In his type of game working with time in seconds is a workable. In your type of game, it is probably better to use an integer at a regular simulation time interval.

But meh, whatever.

It is not directly bad. Using a double with 1.0 as a second will work for a long time. You've got 15 decimal digits to work through, and if you're operating at milliseconds, that gives you 30,000 years of simulation time before your program suffers a catastrophic death from running out of simulation time. Using a 64-bit number to indicate milliseconds would give you over 50 million years instead of 30 thousand years before catastrophic failure, but both are a long time for a life simulator.

Just be careful not to use float, only double. A float would give you about two weeks before you hit catastrophic failure where time steps were greater than rounding error.

Yes, the example on Gaffer On Games is an example of fixed time step, but it is also for a different type of game.

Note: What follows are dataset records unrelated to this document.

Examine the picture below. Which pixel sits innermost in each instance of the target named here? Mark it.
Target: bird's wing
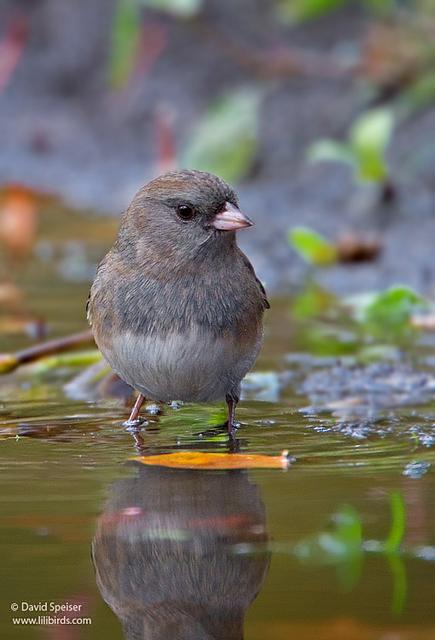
(265, 301)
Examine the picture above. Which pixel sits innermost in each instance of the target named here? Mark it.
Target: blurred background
(320, 111)
(322, 114)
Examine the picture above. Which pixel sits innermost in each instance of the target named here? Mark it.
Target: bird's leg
(232, 404)
(134, 415)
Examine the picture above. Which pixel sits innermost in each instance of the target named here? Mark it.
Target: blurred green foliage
(365, 148)
(388, 312)
(225, 140)
(343, 546)
(125, 41)
(178, 8)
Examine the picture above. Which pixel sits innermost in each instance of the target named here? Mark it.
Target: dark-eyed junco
(176, 307)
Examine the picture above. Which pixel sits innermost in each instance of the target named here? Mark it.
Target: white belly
(194, 366)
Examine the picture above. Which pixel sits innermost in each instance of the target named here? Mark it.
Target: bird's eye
(185, 212)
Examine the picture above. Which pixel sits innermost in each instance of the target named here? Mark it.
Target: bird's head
(181, 211)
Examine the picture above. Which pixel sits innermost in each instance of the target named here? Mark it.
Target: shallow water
(183, 553)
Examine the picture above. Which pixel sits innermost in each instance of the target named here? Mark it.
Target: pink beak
(231, 219)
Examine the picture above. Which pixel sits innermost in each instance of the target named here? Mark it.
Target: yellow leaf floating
(201, 460)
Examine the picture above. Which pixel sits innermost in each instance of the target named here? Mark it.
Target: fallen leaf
(201, 460)
(357, 248)
(10, 294)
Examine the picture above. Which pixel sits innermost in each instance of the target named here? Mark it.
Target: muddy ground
(63, 131)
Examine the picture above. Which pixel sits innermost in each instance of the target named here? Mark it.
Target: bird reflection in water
(165, 553)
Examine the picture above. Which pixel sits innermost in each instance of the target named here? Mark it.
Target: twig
(11, 361)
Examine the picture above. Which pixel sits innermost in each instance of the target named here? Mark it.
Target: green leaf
(330, 150)
(313, 247)
(301, 10)
(125, 41)
(225, 140)
(179, 8)
(393, 306)
(369, 137)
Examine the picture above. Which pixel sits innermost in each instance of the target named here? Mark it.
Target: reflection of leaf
(179, 8)
(300, 10)
(313, 247)
(200, 460)
(400, 583)
(398, 523)
(225, 140)
(125, 42)
(388, 313)
(18, 219)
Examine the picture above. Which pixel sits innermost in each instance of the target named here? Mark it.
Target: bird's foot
(134, 424)
(232, 427)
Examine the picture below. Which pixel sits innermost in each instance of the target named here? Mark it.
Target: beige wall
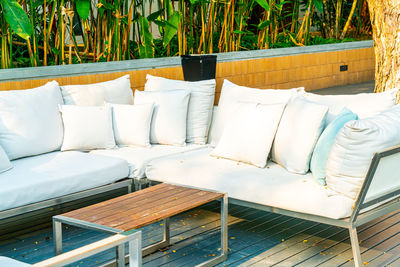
(313, 71)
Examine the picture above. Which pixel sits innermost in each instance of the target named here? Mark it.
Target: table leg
(121, 255)
(57, 237)
(162, 244)
(135, 251)
(224, 236)
(166, 236)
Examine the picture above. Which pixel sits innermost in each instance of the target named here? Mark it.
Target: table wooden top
(141, 208)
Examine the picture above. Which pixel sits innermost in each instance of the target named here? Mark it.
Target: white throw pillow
(301, 125)
(248, 136)
(200, 104)
(116, 91)
(232, 93)
(30, 123)
(5, 163)
(364, 105)
(168, 125)
(87, 128)
(131, 124)
(355, 146)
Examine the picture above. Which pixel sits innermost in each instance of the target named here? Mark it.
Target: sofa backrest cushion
(232, 93)
(87, 128)
(248, 135)
(30, 122)
(131, 124)
(168, 124)
(364, 105)
(301, 125)
(116, 91)
(200, 104)
(5, 163)
(355, 146)
(325, 142)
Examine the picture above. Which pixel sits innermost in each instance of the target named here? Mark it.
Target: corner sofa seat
(137, 157)
(55, 174)
(272, 186)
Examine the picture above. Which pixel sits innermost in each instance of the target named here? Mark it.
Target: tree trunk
(385, 19)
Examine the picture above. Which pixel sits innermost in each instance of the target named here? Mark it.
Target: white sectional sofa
(63, 143)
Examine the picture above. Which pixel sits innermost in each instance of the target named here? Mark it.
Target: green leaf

In his type of game working with time in seconds is a workable. In your type of game, it is probably better to use an integer at a regular simulation time interval.

It did strike me as kind of strange to use a scale as big as seconds, even with the decimal point, alright.

Guess I'll just change it to an unsigned int keeping track of microseconds. Would probably be less fiddly to add ticks without messing with a dt value in decimal form anyway...

It is not directly bad. Using a double with 1.0 as a second will work for a long time. You've got 15 decimal digits to work through, and if you're operating at milliseconds, that gives you 30,000 years of simulation time before your program suffers a catastrophic death from running out of simulation time. Using a 64-bit number to indicate milliseconds would give you over 50 million years instead of 30 thousand years before catastrophic failure, but both are a long time for a life simulator.

Just be careful not to use float, only double. A float would give you about two weeks before you hit catastrophic failure where time steps were greater than rounding error.

Though for these particular variables, frameTime is just representing the time between updates and is capped at 0.25, while accumulator should never get large either because its value comes from frameTime and continually has dt subtracted from it, so the range shouldn't matter much should it?

The counter for the epoch being another matter of course.

The example's t variable is pointless though, right? OR... I've just realized... I suppose it represents the equivalent of the epoch in the case of my in-game time?

Therefore... when I implement some kind of time and date classes/systems and use an epoch to count real-life seconds (in-game minutes), THAT is actually my "t", if I understand it now.

I've updated the loop to use integers. Here it is in case there are any huge glaring problems:

int dt = 40 * 1000;

LONGLONG currentTime = getQPC();
int accumulator = 0;

while( Engine::instance()->isRunning() )
{
	//Get ticks
	LONGLONG newTime = getQPC();

	//Get time between updates in MICROseconds
	int frameTime = int(( newTime - currentTime )/(getQPFreq()/1000000.0));

	//If more than 0.25 seconds between updates
	if( frameTime > 250000 )
	{
		//Cap to 0.25 seconds
		frameTime = 250000;
	}
	//Set currentTime for next frame
    currentTime = newTime;

	//Add frameTime seconds to accumulator
    accumulator += frameTime;

	//While
    while ( accumulator >= dt )
    {
	Engine::instance()->handleEvents();
	Engine::instance()->update( dt );

        accumulator -= dt;
    }

	//Calculate alpha interpolation value
	const double alpha = ( double ) accumulator / ( double ) dt;

	//Render
	Engine::instance()->render( alpha );
}

I'm specifically not 100% confident about casting frameTime to an int... though things seem to be working fine.